Sogin ha consegnato al Ministero della Transizione Ecologica la Carta delle aree idonee a ospitare il deposito nazionale dei rifiuti radioattivi, elaborata a valle della lunga consultazione pubblica che ha coinvolto decine di portatori d’interesse raccogliendo quasi mille osservazioni sul progetto. Ma la strada verso una scelta condivisa del sito resta in salita
Da Cnapi a Cnai: un cambio di acronimo che segna un passaggio chiave nel percorso verso la costruzione del deposito nazionale delle scorie radioattive. A valle della lunga consultazione pubblica sulla Carta delle aree potenzialmente idonee ad ospitarlo (Cnapi), Sogin ha infatti elaborato e trasmesso al Ministero della Transizione Ecologica la proposta di Carta delle aree giudicate come idonee a tutti gli effetti, la Cnai. Il MiTE dovrà ora acquisire il parere tecnico dell’Isin, l’ispettorato per la sicurezza nucleare, e approvare la Carta con un decreto da adottare di concerto con il Ministero delle Infrastrutture e della Mobilità Sostenibili.
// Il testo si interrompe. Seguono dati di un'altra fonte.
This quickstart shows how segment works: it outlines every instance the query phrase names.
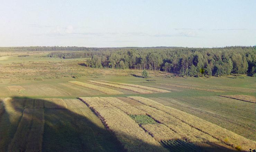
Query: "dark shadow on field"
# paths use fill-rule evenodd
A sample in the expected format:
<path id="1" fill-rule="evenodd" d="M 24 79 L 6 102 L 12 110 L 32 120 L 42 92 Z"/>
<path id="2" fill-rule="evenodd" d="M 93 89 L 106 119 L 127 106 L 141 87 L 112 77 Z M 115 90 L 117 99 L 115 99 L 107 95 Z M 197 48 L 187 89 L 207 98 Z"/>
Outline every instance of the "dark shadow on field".
<path id="1" fill-rule="evenodd" d="M 136 75 L 134 74 L 130 74 L 130 75 L 134 77 L 136 77 L 137 78 L 143 78 L 143 77 L 141 76 L 140 76 L 139 75 Z"/>
<path id="2" fill-rule="evenodd" d="M 126 151 L 112 132 L 100 127 L 89 118 L 89 113 L 92 112 L 85 104 L 84 109 L 87 110 L 82 115 L 47 100 L 12 98 L 8 103 L 0 100 L 0 151 Z M 46 107 L 46 105 L 50 105 L 52 108 Z M 33 112 L 32 119 L 24 116 L 25 112 L 29 110 Z M 44 113 L 42 117 L 40 117 L 40 112 Z M 16 121 L 13 115 L 15 113 L 19 114 L 16 116 Z M 43 133 L 39 133 L 42 129 Z M 123 135 L 131 138 L 125 134 Z M 40 140 L 42 136 L 42 142 Z M 140 141 L 132 139 L 135 143 Z M 155 148 L 147 143 L 143 144 L 152 149 Z M 219 146 L 190 147 L 191 144 L 182 143 L 168 145 L 164 146 L 171 151 L 235 151 Z"/>
<path id="3" fill-rule="evenodd" d="M 234 77 L 227 77 L 228 78 L 231 78 L 231 79 L 235 79 L 235 78 Z"/>

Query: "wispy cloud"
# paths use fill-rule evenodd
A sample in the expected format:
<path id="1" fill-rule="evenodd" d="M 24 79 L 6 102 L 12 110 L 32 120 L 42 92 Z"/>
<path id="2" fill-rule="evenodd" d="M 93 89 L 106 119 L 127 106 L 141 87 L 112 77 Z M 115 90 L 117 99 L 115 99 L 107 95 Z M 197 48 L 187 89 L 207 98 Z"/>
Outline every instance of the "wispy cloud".
<path id="1" fill-rule="evenodd" d="M 29 24 L 28 25 L 29 26 L 29 27 L 35 27 L 37 28 L 52 28 L 55 27 L 55 26 L 51 25 L 44 25 L 36 24 Z"/>
<path id="2" fill-rule="evenodd" d="M 174 29 L 176 30 L 199 30 L 200 31 L 201 30 L 202 30 L 203 29 L 202 28 L 196 28 L 196 29 L 193 29 L 193 28 L 175 28 Z"/>
<path id="3" fill-rule="evenodd" d="M 157 37 L 204 37 L 198 35 L 196 32 L 192 31 L 183 31 L 175 34 L 158 34 L 153 35 Z"/>
<path id="4" fill-rule="evenodd" d="M 247 29 L 244 28 L 237 28 L 237 29 L 213 29 L 213 31 L 229 31 L 229 30 L 247 30 Z"/>

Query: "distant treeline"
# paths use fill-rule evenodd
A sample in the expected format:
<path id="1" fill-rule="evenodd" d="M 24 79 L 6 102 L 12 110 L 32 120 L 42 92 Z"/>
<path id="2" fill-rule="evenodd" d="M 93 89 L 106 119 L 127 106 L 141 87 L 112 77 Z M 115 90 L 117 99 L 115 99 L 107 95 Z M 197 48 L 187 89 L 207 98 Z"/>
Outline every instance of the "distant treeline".
<path id="1" fill-rule="evenodd" d="M 163 70 L 180 76 L 255 75 L 255 46 L 189 48 L 177 47 L 87 48 L 31 47 L 0 48 L 0 51 L 50 51 L 47 56 L 90 58 L 88 66 Z"/>
<path id="2" fill-rule="evenodd" d="M 255 76 L 256 70 L 255 47 L 136 48 L 91 55 L 87 64 L 93 68 L 161 70 L 181 76 Z"/>

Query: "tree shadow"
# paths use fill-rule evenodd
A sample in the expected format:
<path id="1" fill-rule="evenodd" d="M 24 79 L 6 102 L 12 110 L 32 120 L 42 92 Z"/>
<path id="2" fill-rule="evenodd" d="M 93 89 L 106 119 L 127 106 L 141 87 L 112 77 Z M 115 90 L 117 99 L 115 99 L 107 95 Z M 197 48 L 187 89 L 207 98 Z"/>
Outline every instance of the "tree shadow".
<path id="1" fill-rule="evenodd" d="M 130 75 L 132 75 L 132 76 L 133 76 L 134 77 L 137 77 L 137 78 L 143 78 L 143 77 L 142 77 L 141 76 L 140 76 L 139 75 L 136 75 L 134 74 L 130 74 Z"/>
<path id="2" fill-rule="evenodd" d="M 235 79 L 236 78 L 234 77 L 227 77 L 228 78 L 231 78 L 231 79 Z"/>
<path id="3" fill-rule="evenodd" d="M 77 101 L 81 103 L 72 106 L 50 99 L 13 97 L 0 100 L 0 151 L 126 151 L 94 112 Z M 132 138 L 133 143 L 141 142 L 123 135 Z M 155 145 L 143 144 L 156 149 Z M 190 151 L 191 144 L 174 145 L 165 146 L 171 151 Z M 191 147 L 191 151 L 235 151 L 219 146 Z"/>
La consultazione pubblica sulla Cnapi è durata oltre un anno, ricorda Sogin: dal 5 gennaio 2021, data di pubblicazione della Carta allo scorso 14 gennaio, ed è stata la “più grande consultazione pubblica finora svolta in Italia su un’infrastruttura strategica per il Paese”, dice la società di Stato responsabile dello smantellamento delle ex installazioni nucleari italiane e della costruzione e gestione del futuro deposito nazionale. Centinaia le osservazioni e i pareri tecnici acquisiti nelle varie fasi del procedimento. Oltre 300 le proposte pervenute nella fase immediatamente successiva alla pubblicazione della Cnapi, più di 600 quelle arrivate al termine del seminario nazionale, che nell’arco di due mesi ha coinvolto oltre 160 portatori d’interesse, tra rappresentanti di istituzioni ed enti nazionali e locali, associazioni, comitati e singoli cittadini. Quasi unanime il coro di ‘no’ alla realizzazione della struttura.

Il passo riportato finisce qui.